In [None]:
print('Setup complete.')

# Prompt Engineering: Variants Comparison Demo

## Learning Objectives
- Understand different prompt engineering techniques
- Compare zero-shot, few-shot, and chain-of-thought approaches
- Analyze quality vs latency trade-offs
- Learn systematic prompt evaluation methods

## Introduction

Prompt engineering is both art and science. The same task can be accomplished with vastly different prompts, each with different trade-offs in:
- **Quality**: Accuracy and relevance of responses
- **Latency**: Speed of response generation
- **Consistency**: Reliability across different inputs
- **Cost**: Token usage and associated costs

This demo will systematically compare different prompting approaches.

In [None]:
# Install required packages
!pip install asksageclient pip_system_certs rich pandas matplotlib seaborn tiktoken

In [None]:
# ================================
# 🔐 Cell 1 — Load secrets (Colab) + pricing + token utils
# ================================
import os, time, csv
from typing import Optional, Dict
import tiktoken

from google.colab import userdata

ASKSAGE_API_KEY = userdata.get("ASKSAGE_API_KEY")
ASKSAGE_BASE_URL = userdata.get("ASKSAGE_BASE_URL")
ASKSAGE_EMAIL = userdata.get("ASKSAGE_EMAIL")

assert ASKSAGE_API_KEY, "ASKSAGE_API_KEY not provided."
assert ASKSAGE_EMAIL, "ASKSAGE_EMAIL not provided."

print("✓ Secrets loaded")
print("  • EMAIL:", ASKSAGE_EMAIL)
print("  • BASE URL:", ASKSAGE_BASE_URL or "(default)")

# Pricing (USD per 1,000,000 tokens)
PRICES_PER_M = {
    "gpt-5": {"input_per_m": 1.25, "output_per_m": 10.00},
    "gpt-5-mini": {"input_per_m": 0.25, "output_per_m": 2.00},
}

# Tokenizer
enc = tiktoken.get_encoding("o200k_base")

def count_tokens(text: str) -> int:
    return len(enc.encode(text or ""))

def cost_usd(model: str, input_tokens: int, output_tokens: int) -> float:
    if model not in PRICES_PER_M:
        raise ValueError(f"Unknown model: {model}")
    r = PRICES_PER_M[model]
    return (input_tokens / 1_000_000) * r["input_per_m"] + (output_tokens / 1_000_000) * r["output_per_m"]

In [None]:
# ================================
# 🔧 Cell 2 — Import bootcamp_common and setup AskSage client
# ================================
import sys
sys.path.append('../../../')  # Adjust path to reach bootcamp_common

from bootcamp_common.ask_sage import AskSageClient
import json, random
from datetime import datetime
from typing import Dict, List, Optional, Tuple, Any
from dataclasses import dataclass

import pandas as pd
import matplotlib.pyplot as plt
import seaborn as sns
from rich.console import Console
from rich.table import Table
from rich.panel import Panel
from rich.progress import track

# Initialize AskSage client
client = AskSageClient(
    api_key=ASKSAGE_API_KEY,
    base_url=ASKSAGE_BASE_URL
)

console = Console()
print("✓ AskSage client initialized")
print("✅ Libraries loaded successfully")

## Task: Email Classification

We'll use email classification as our test task - classifying emails as 'urgent', 'normal', or 'spam'.

In [None]:
@dataclass
class PromptResult:
    prompt_type: str
    prompt_text: str
    response: str
    latency_ms: float
    input_tokens: int
    output_tokens: int
    total_tokens: int
    timestamp: str
    success: bool
    error_message: Optional[str] = None

class PromptVariantTester:
    """Test different prompt engineering approaches"""
    
    def __init__(self):
        self.setup_client()
        self.test_emails = [
            "URGENT: Server down! All systems failing. Need immediate action!",
            "Hi team, please review the quarterly report when you have time.",
            "🎉 CONGRATULATIONS! You've WON $1,000,000! Click here NOW!",
            "Meeting moved to 3pm tomorrow. Let me know if that works.",
            "SECURITY ALERT: Suspicious login detected.
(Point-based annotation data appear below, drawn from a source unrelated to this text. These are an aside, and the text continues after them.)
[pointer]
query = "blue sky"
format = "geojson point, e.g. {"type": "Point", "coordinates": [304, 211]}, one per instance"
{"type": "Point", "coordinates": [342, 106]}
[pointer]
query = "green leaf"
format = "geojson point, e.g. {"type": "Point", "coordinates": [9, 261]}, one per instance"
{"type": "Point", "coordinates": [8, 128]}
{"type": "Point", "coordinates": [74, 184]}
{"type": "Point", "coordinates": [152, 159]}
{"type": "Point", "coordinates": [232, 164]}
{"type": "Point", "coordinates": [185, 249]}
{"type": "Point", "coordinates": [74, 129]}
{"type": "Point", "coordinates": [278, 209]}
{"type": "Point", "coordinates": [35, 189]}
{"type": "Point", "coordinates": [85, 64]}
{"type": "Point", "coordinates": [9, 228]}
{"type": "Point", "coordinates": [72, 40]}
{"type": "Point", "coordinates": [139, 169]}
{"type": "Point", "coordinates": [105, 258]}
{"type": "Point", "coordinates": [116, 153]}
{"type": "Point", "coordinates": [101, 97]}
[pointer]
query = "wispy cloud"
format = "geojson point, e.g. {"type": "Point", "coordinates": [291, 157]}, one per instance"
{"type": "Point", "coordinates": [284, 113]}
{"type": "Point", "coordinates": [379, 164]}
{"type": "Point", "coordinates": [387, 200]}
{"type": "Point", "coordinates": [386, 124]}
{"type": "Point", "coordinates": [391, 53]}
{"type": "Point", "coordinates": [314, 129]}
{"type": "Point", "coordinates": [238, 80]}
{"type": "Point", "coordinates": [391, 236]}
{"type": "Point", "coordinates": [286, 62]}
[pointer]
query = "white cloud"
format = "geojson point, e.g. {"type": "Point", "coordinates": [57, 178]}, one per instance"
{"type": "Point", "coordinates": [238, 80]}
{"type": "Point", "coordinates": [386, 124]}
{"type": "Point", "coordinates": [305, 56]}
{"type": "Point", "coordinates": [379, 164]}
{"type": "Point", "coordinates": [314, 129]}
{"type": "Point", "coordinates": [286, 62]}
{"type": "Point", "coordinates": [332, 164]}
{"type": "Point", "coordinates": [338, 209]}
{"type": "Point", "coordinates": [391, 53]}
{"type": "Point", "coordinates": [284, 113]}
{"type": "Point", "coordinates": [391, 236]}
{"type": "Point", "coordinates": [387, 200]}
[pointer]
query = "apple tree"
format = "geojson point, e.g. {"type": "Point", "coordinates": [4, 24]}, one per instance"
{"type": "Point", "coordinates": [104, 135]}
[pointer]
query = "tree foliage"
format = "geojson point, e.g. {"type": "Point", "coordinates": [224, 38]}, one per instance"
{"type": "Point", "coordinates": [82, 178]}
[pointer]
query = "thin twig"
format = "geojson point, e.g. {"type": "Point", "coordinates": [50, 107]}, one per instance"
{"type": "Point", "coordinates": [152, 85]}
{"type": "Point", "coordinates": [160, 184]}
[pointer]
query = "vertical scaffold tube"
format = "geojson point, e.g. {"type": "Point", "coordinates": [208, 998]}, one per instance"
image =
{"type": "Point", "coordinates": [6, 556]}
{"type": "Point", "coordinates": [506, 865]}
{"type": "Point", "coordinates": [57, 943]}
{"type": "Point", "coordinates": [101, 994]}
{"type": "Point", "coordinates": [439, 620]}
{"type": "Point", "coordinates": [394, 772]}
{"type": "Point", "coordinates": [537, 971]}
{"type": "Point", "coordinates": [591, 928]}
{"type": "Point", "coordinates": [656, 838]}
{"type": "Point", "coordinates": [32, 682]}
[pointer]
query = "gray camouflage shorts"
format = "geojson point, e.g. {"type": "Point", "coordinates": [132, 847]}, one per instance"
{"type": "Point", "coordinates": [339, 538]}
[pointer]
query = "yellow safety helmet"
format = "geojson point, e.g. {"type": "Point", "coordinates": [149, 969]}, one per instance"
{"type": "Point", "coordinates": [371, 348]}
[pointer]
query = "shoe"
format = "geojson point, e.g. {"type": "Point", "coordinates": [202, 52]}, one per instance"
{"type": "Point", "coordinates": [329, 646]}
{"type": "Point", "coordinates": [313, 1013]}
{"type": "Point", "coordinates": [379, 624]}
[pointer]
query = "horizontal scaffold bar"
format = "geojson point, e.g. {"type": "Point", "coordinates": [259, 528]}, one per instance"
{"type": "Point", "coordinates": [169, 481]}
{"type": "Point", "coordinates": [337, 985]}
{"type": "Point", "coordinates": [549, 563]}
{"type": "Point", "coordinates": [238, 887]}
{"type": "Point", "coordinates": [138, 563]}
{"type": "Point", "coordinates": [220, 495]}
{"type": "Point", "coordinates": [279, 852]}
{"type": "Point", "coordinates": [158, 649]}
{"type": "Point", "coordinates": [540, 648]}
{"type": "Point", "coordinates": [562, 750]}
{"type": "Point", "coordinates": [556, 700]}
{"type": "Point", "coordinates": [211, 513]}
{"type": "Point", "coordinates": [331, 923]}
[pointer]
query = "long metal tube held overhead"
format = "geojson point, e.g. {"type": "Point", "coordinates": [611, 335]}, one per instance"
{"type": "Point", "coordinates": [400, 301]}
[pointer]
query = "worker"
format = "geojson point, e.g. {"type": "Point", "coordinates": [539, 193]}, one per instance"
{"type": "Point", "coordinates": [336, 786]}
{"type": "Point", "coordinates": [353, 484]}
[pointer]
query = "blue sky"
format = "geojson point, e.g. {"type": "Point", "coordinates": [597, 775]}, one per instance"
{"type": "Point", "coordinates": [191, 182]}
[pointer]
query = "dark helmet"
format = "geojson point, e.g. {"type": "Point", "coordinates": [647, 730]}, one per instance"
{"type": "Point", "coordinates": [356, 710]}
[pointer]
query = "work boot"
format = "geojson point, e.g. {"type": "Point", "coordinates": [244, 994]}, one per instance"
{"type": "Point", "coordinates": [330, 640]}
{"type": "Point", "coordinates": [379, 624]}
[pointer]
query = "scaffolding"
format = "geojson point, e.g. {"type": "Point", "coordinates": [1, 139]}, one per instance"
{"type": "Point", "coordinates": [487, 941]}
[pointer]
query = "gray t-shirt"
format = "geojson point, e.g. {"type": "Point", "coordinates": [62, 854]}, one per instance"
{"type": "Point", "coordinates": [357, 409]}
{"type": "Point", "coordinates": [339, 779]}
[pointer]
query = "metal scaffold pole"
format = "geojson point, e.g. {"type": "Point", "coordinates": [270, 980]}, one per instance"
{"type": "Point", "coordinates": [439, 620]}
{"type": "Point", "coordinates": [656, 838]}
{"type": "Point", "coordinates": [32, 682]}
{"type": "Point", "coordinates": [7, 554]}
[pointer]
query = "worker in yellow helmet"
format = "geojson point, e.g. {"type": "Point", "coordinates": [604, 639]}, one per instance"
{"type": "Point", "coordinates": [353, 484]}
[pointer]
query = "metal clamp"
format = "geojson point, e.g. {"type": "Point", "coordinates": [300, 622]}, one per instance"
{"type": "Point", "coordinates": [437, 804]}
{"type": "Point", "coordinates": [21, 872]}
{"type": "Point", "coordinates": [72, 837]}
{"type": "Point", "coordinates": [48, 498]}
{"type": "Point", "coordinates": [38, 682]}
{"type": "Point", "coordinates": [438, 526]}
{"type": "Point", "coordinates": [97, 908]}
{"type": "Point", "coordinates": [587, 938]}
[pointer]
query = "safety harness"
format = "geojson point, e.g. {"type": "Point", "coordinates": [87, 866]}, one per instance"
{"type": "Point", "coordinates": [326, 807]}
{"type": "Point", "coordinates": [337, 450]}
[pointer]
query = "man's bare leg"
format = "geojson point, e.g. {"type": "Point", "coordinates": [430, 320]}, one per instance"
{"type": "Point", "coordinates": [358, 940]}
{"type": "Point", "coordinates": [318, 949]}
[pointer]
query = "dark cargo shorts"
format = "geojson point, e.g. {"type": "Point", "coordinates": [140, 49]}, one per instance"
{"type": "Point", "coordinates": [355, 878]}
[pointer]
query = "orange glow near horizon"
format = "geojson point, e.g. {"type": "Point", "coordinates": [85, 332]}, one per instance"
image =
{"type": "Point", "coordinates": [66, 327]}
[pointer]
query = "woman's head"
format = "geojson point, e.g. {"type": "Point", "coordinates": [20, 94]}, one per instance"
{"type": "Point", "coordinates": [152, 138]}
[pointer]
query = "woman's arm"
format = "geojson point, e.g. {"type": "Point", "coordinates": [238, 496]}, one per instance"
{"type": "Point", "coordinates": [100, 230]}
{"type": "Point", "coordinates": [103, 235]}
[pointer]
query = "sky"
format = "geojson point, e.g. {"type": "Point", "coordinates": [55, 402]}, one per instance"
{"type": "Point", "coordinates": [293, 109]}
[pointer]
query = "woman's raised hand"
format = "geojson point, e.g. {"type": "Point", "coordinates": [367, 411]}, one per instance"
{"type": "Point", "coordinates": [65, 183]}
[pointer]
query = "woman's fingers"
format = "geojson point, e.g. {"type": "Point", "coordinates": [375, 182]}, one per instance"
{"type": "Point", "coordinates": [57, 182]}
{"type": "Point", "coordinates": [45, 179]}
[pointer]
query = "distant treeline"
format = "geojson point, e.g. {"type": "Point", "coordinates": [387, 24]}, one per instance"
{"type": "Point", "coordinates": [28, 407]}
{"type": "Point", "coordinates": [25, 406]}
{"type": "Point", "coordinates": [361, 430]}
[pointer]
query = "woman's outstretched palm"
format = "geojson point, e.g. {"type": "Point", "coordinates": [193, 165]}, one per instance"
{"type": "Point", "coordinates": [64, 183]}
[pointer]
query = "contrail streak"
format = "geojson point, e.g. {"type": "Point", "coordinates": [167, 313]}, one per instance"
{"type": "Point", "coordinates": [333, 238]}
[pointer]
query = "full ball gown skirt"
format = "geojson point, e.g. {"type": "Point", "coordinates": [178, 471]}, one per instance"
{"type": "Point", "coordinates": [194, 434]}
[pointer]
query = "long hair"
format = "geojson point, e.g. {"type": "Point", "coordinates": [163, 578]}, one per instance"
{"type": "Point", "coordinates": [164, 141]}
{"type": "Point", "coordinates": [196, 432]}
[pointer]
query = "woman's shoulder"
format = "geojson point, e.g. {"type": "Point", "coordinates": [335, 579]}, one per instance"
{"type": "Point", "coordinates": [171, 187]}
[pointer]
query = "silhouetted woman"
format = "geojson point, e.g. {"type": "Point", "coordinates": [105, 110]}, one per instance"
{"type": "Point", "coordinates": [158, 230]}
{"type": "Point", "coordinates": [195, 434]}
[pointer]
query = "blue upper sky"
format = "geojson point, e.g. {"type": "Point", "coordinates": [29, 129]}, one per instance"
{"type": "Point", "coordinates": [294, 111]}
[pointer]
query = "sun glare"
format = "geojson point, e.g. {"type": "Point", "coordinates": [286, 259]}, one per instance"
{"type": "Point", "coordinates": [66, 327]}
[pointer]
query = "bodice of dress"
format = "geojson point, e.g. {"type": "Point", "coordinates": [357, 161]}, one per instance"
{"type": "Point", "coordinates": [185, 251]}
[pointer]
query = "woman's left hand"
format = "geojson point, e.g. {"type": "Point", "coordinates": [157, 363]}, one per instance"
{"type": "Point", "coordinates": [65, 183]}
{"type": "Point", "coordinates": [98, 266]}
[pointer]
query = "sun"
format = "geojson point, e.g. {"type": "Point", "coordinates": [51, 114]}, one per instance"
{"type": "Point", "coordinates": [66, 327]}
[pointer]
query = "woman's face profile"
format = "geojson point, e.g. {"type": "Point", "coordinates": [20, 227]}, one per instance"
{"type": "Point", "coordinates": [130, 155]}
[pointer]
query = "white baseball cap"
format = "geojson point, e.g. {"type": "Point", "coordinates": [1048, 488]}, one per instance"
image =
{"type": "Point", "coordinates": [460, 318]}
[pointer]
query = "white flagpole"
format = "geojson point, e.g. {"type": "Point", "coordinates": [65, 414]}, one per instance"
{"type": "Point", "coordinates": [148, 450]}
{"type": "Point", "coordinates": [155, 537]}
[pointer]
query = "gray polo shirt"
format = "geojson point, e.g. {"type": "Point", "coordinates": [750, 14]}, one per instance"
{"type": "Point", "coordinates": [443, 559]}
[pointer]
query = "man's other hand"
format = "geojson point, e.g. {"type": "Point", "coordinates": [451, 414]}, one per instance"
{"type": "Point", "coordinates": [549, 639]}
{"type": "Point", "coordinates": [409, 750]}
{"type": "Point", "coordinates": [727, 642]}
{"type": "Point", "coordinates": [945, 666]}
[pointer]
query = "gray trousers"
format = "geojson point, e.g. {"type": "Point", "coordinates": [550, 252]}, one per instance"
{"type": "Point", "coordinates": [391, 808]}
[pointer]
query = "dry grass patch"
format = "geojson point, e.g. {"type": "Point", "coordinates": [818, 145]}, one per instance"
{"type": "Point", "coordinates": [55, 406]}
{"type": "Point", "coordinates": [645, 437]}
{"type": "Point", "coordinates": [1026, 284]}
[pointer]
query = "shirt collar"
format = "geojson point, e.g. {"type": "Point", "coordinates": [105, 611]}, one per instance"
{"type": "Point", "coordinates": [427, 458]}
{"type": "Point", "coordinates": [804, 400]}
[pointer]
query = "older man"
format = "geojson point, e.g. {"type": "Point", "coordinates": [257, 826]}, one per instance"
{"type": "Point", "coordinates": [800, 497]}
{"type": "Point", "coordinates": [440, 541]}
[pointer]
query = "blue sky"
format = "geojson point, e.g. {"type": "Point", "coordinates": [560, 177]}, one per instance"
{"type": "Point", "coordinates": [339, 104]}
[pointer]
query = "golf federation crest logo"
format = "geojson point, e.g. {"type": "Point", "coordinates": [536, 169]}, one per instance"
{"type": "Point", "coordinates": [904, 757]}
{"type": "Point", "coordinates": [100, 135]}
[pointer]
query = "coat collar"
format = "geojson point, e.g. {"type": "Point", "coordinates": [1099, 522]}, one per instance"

Verify immediately!"
        ]
    
    def setup_client(self):
        """Setup OpenAI client (fallback to mock if not available)"""
        if os.getenv('OPENAI_API_KEY'):
            try:
                self.client = openai.OpenAI()
                self.has_api = True
                console.print("✅ OpenAI client configured")
            except Exception as e:
                self.has_api = False
                console.print(f"⚠️ OpenAI setup failed, using mock responses: {e}")
        else:
            self.has_api = False
            console.print("💡 No OpenAI API key found, using mock responses")
    
    def create_prompt_variants(self, email_text: str) -> Dict[str, str]:
        """Create different prompt variants for the same task"""
        
        variants = {
            'zero_shot_simple': f"""
Classify this email as urgent, normal, or spam:

{email_text}

Classification:""",
            
            'zero_shot_detailed': f"""
You are an email classification system. Analyze the following email and classify it into one of these categories:
- urgent: Requires immediate attention (security issues, system failures, deadlines)
- normal: Regular business communication that can be handled during normal workflow
- spam: Unwanted promotional content, scams, or irrelevant messages

Email to classify:
{email_text}

Classification (respond with just the category):""",
            
            'few_shot': f"""
Classify emails as urgent, normal, or spam. Here are examples:

Email: "Server outage affecting all customers. Need immediate fix!"
Classification: urgent

Email: "Weekly team meeting scheduled for Friday at 2pm."
Classification: normal

Email: "WIN BIG! Click here for amazing deals!"
Classification: spam

Email: {email_text}
Classification:""",
            
            'chain_of_thought': f"""
Classify this email as urgent, normal, or spam. Think through your reasoning step by step:

Email: {email_text}

Analysis:
1. What is the main topic/purpose of this email?
2. What language patterns indicate urgency or spam?
3. What is the likely sender and context?
4. Based on these factors, what is the appropriate classification?

Final Classification:""",
            
            'system_prompt': f"""
System: You are a professional email classifier with years of experience. You excel at quickly identifying urgent communications and filtering out spam.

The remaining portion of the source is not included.